Rassismus ist als buntes Kaleidoskop von Erscheinungen zu verstehen. Manche Vorfälle sind deutlich sichtbar, andere verschwommener und weniger klar einzuschätzen. Der letzte Bericht der Schweizer Fachstelle für Rassismusbekämpfung beschreibt, wie jede dritte Person zwischen 2013 und 2018 Diskriminierung aufgrund von Sprache, Hautfarbe oder Nationalität erlebt hat. Ereignisse können von Diskriminierungen bei der Arbeits- und Wohnungssuche oder bei Polizeikontrollen bis hin zu rassistisch motivierten Beleidigungen und Gewalttaten reichen. Während letzteres auf Einzelpersonen zurückgeführt werden kann, veranschaulichen die Diskriminierung auf dem Arbeits- und Wohnungsmarkt sowie erhöhte Polizeikontrollen gegen Schwarze und PoC den strukturellen Rassismus. Es ist dieses strukturelle «othering», die Ausgrenzung und Zuschreibung von Minderwertigkeit, welche Diskriminierungsformen stark prägt. Schwarze und PoC werden auch in der Schweiz häufig mit Eigenschaften wie «fremd», «primitiv» oder «bedrohlich» assoziiert. Dies veranschaulichen alleine schon Kinderspiele wie «De schwarzi Peter» oder «Wer het Angst vom schwarze Mah?». Alltagsrassismus ist das Endergebnis eines strukturellen Konzeptes, welches in der gesellschaftlichen Mitte stattfindet. Es handelt sich hierbei nicht um Einzelfälle oder schlechte Äpfel, denn Rassismus findet nie im Vakuum statt. Vielmehr weist es auf ein internalisiertes Denkmuster hin, das tief im postkolonialen Gedächtnis der Gesellschaft verankert ist. Bedauerlicherweise werden Menschen, die auf Diskriminierung hinweisen, oftmals als emotional und überdramatisch empfunden. Gleichzeitig werden Rassismusvorwürfe und Fehltritte oft hartnäckig vereint. Die Banalisierung des Phänomens sowie die vehementen Abwehrmechanismen erschweren zweifelsohne die Veränderung des Status quo. Wie sieht also eine nachhaltige Lösung der Problematik, auch nach der Abschwächung der digitalen Solidaritätswelle, aus? Hier einige Lösungsansätze:

  • Informierter Dialog: Als erstes muss ein informierter Dialog stattfinden – nicht über, sondern mit Schwarzen und PoC. Die Gesellschaft sollte sich bewusst mit der kolonialen Vergangenheit der Schweiz auseinandersetzen, um ein erweitertes Verständnis für gegenwärtige Diskriminierungsformen zu erhalten.
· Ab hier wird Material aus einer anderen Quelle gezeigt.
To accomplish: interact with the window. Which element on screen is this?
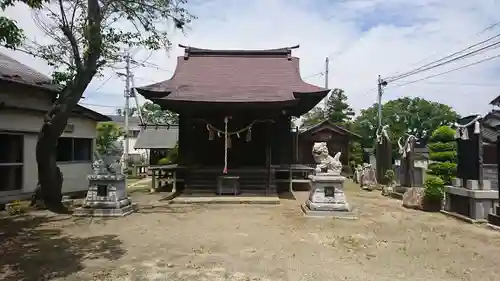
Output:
[0,134,24,191]
[57,138,92,162]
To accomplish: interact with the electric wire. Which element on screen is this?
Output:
[387,21,500,79]
[385,34,500,83]
[392,54,500,88]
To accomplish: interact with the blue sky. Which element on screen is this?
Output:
[2,0,500,114]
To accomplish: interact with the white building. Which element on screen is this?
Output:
[0,53,110,204]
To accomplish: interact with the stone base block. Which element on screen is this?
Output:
[73,204,134,217]
[389,191,404,200]
[305,200,349,212]
[301,204,358,220]
[488,214,500,227]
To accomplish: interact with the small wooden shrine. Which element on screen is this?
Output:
[137,45,329,193]
[444,108,500,222]
[298,120,361,165]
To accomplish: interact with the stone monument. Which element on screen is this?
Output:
[359,163,377,190]
[302,142,356,219]
[73,140,133,217]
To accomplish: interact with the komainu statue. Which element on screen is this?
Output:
[312,142,342,175]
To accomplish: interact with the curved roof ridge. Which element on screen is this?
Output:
[179,44,300,56]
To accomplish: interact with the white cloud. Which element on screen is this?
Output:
[0,0,500,114]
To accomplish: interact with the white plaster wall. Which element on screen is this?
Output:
[0,105,97,203]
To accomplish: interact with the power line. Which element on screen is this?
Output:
[394,54,500,88]
[385,34,500,83]
[393,21,500,77]
[302,72,325,79]
[85,75,113,98]
[393,81,500,87]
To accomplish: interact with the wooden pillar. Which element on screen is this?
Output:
[266,123,273,191]
[477,122,482,186]
[496,134,500,202]
[344,137,351,166]
[401,138,415,187]
[377,136,392,184]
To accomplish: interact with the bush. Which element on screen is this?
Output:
[158,157,170,165]
[427,141,457,153]
[342,165,354,177]
[427,162,457,184]
[427,126,457,184]
[430,126,455,143]
[424,177,444,202]
[384,169,395,184]
[429,151,457,163]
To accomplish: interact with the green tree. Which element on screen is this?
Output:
[96,122,125,155]
[300,106,325,128]
[301,89,354,128]
[325,89,354,127]
[427,126,457,184]
[349,140,363,167]
[352,97,459,153]
[116,107,137,117]
[141,101,179,124]
[0,0,193,212]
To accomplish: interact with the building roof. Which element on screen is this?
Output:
[137,45,329,114]
[490,96,500,106]
[0,53,110,121]
[108,115,141,124]
[0,53,60,91]
[300,120,362,139]
[134,126,179,149]
[73,104,111,122]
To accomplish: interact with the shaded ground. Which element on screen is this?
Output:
[0,179,500,281]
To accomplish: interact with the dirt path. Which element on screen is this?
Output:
[0,180,500,281]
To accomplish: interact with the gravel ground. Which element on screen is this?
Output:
[0,179,500,281]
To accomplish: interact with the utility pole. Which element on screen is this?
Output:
[377,75,387,129]
[124,53,132,171]
[323,57,330,119]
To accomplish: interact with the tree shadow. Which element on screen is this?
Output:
[0,215,126,281]
[278,191,297,200]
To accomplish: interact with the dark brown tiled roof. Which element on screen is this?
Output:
[0,53,59,91]
[300,120,362,139]
[137,46,327,103]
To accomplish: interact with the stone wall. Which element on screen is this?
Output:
[483,164,498,190]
Zugleich sollte den unterschiedlichen Meinungen und Erfahrungen von Betroffenen mehr Gehör verschafft werden, da es sich, wie bei allen Minderheiten, nie um eine homogene Gruppe mit einer einheitlichen Stimme handelt. Die folgenden Seiten bieten eine erste Anlaufstelle, sich mit der Thematik auseinanderzusetzen:
  • Selbstreflektion: Ein rassistisches System wird von uns allen getragen, und somit ist die Hinterfragung der eigenen Handlungen erforderlich, um das rassistische Gedankengut zu dekonstruieren. Was trage ich zu der aktuellen Situation bei? Wo hätte ich mehr Zivilcourage zeigen müssen? Wann bin ich selber zum Täter oder zur Täterin geworden?
  • Diversität: Rund 40 Prozent der Schweizer Bevölkerung hat einen Migrationshintergrund. Diese Realität ist jedoch selten in der Politik oder in den Medien abgebildet. Folglich braucht es mehr Repräsentation in den Medien und in der Politik, die über die Erreichung einer Quote und stereotypische Klischees hinaus reichen.
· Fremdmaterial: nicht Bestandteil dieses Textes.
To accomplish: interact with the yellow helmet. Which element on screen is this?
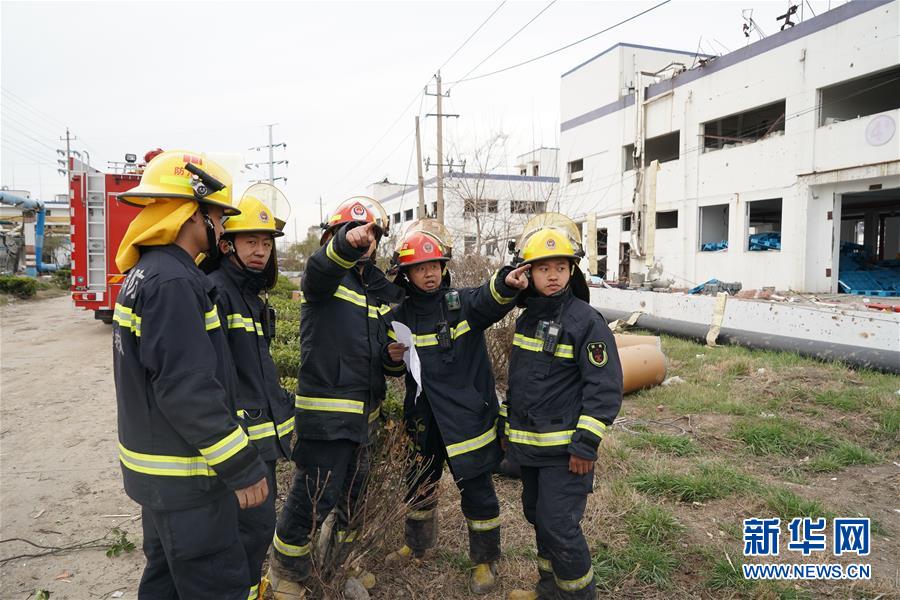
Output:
[522,228,577,264]
[118,150,240,215]
[225,194,284,237]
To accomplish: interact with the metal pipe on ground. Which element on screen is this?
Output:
[603,308,900,373]
[617,336,667,394]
Letztendlich ist es wichtig, zu verstehen, dass die Aufhebung eines solch eingebetteten Konzeptes keineswegs von einem Tag auf den anderen erfolgt. Jede und jeder ist gefragt, Farbe zu bekennen, um das Problem des Rassismus in unserer Gesellschaft sichtbar zu machen, anstatt es zu ersticken.